Apple unveils ReALM aka Siri’s about to get a brain-lift
We’ll all been there:
Hey Siri, call Mom
» Calling Museum of Modern Art
Siri, you can’t be that dumb!
» Don’t call me dumb, I am dumb!
🤦♂️
Now, Siri doesn’t shine bright by today’s standards, but it’s only because it didn’t receive too much love over the years, and that’s about to change. Just about 14 years after its launch, Apple is finally ready for a brain-lift operation that might soon come to an iPhone near you, powered by ReALM, a small LLM.
ReALM is Apple’s attempt at bringing LLMs to the edge, rather than relying on a remote API call. This new LLM has just been presented in a very interesting paper, let’s dive in.
ReALM is not an LLM trained from scratch, but rather a fine-tuned version of FLAN-T5 that Apple have tested in different sizes.

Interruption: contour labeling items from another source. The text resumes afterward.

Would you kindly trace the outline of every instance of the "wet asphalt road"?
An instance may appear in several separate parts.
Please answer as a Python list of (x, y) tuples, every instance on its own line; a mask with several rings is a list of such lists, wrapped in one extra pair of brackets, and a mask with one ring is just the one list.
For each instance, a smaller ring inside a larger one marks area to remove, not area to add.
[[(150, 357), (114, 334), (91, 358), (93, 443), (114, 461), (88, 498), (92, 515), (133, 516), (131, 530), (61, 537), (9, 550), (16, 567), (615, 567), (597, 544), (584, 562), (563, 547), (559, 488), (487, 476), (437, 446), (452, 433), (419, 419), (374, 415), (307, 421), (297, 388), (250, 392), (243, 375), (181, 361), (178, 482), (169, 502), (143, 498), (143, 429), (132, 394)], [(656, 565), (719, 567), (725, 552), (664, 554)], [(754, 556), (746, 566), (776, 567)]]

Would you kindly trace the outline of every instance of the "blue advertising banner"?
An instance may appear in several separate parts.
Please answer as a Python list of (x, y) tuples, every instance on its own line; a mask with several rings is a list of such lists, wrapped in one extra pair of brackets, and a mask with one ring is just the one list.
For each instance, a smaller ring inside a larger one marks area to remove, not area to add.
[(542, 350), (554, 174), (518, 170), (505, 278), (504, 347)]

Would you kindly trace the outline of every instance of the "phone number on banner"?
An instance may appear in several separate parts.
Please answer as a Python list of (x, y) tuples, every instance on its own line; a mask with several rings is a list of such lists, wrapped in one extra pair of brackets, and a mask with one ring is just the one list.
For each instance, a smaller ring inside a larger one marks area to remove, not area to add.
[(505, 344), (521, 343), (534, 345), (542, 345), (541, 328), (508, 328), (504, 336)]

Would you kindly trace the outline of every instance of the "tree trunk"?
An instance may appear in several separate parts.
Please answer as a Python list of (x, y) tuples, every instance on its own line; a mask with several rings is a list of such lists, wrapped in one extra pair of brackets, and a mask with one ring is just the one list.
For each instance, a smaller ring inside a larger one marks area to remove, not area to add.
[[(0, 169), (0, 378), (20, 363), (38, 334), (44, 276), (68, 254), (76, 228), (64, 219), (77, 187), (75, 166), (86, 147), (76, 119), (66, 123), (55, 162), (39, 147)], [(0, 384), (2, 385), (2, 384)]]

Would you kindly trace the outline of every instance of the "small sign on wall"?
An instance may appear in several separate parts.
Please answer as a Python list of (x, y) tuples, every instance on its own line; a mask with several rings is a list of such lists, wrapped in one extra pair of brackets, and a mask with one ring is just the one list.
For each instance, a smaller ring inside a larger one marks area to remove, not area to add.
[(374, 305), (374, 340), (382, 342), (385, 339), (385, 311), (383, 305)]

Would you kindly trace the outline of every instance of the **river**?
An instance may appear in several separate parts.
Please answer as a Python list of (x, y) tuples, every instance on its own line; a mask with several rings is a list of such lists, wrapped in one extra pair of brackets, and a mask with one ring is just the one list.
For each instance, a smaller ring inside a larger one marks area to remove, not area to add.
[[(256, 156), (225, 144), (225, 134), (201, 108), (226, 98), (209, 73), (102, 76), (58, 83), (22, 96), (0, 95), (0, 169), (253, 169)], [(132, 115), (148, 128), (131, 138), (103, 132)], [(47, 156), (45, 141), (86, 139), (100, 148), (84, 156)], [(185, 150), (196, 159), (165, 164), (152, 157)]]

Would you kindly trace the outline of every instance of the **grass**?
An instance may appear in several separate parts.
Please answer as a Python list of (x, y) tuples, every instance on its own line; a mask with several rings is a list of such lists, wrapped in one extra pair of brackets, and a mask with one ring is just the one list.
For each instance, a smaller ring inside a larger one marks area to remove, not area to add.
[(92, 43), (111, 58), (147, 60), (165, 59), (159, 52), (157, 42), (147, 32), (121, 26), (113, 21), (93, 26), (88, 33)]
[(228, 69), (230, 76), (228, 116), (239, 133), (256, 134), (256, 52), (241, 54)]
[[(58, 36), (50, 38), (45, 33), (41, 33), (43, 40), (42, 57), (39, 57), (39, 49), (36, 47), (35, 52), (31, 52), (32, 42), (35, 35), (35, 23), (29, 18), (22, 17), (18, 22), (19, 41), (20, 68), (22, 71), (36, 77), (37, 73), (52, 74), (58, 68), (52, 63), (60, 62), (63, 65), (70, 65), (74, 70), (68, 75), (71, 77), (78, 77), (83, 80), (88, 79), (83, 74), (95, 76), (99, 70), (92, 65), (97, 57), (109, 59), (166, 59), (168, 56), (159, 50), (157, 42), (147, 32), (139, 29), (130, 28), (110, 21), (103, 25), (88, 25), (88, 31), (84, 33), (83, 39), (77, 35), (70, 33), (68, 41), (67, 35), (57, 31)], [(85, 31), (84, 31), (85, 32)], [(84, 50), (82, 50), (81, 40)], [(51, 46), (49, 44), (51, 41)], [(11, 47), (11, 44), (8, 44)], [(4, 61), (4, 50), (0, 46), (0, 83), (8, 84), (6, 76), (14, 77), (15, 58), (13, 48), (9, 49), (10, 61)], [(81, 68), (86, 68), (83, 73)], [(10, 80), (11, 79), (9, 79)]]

The way it works is quite smart: LLMs can only process text, but joint models can do vision & text at the cost of a much larger size, something that a relatively small device, like an iPhone, cannot afford to run, either due to memory or speed constraints, if not both.
To overcome this limitation, ReALM is fed with a description of the screen’s content that is position-aware, in short the LLM knows what’s on screen and knows in which part of the screen a certain piece of text appears. This approach is used to perform reference resolution, or understanding what a human means when they say “find korean BBQs around me…. Ok call the second one”. The “second one” is a contextual reference that possibly applies only in that moment in time and on that device, so this reference needs to be understood by Siri and disambiguated. That’s going to be the job of ReALM: making Siri more aware of the world/context and thus, finally useful!
The benchmarks are quite interesting, as you can see:
Yes, it’s a very narrow task, but in this narrow task, even the smallest version of the model matches or outperforms GPT-4. The dataset is also interesting in that it uses a relatively limited amount of data (without forgetting this is a fine-tune):
Showing it is possible to deploy efficient and nimble LLMs without sacrificing performance, or like in this case, even outperforming much larger and more expensive models. The same applies to non-LLM based approaches like MARRS. The concept of running models locally, instead of sending data to a remote one, is exciting and hopefully this will promote the wider adoption and development of accelerators on edge devices.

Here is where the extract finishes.